Baden Sports, Inc. v. Kabushiki Kaisha Molten, 2007 WL 2790777 (W.D.Wash.)
The Seattle Trademark Lawyer covered this case, so I will try to be brief. (Previous entries here and here.) Baden sued Molten for infringing its patent on a cushioned game-quality basketball, and for falsely advertising that Molten’s own dual-cushion technology was “innovative.” The jury, finding willfullness on both counts, awarded Baden roughly $38,000 in patent damages and $8 million in Lanham Act damages.
I’m surprised that a false claim that products were “innovative” could produce such a large award. The term is at least close to puffing, unless there are more specific associated claims. I wonder if the jury wasn’t including compensation for patent infringement in there as well, despite the fact that logically the claims are independent; one could falsely advertise one’s basketballs as “innovative” merely by producing standard old basketballs.
The court applied eBay v.
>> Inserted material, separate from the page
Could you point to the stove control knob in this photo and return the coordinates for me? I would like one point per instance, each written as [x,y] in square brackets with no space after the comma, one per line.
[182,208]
MercExchange to both the patent and false advertising aspects of the permanent injunction request, citing a 9th Circuit case holding that eBay applies to trademark cases brought under the Lanham Act. See Reno Air Racing Ass'n v. McCord, 452 F.3d 1126, 1137-38 (9th Cir. 2006). Molten was enjoined from selling the infringing balls in the US and from advertising its dual-cushion basketball as innovative, but not from using the model numbers identified in Baden’s complaint or using the name “Giugiaro” for the design; the model numbers and names refer not to the infringing internal components but the ball type, size and cover material. Comment: This means Molten may retain some of the goodwill it acquired during the time it used the infringing design and false advertising.
Possibly of interest: Molten argued that irreparable injury was less likely because Baden was willing to license the patents at issue. But even so, the court held, Baden risked a loss of goodwill because Molten’s infringement and advertising “erode[d] consumers’ and retailers’ perception of Baden as an innovator” – which seems like a problem of false advertising, not patent infringement.
Despite the findings of willfullness, the court declined to award attorneys’ fees on either claim. This was not an exceptional case; Molten “reasonably disputed” the Lanham Act claim by arguing that “innovative” was puffing and that Dastar barred the claim.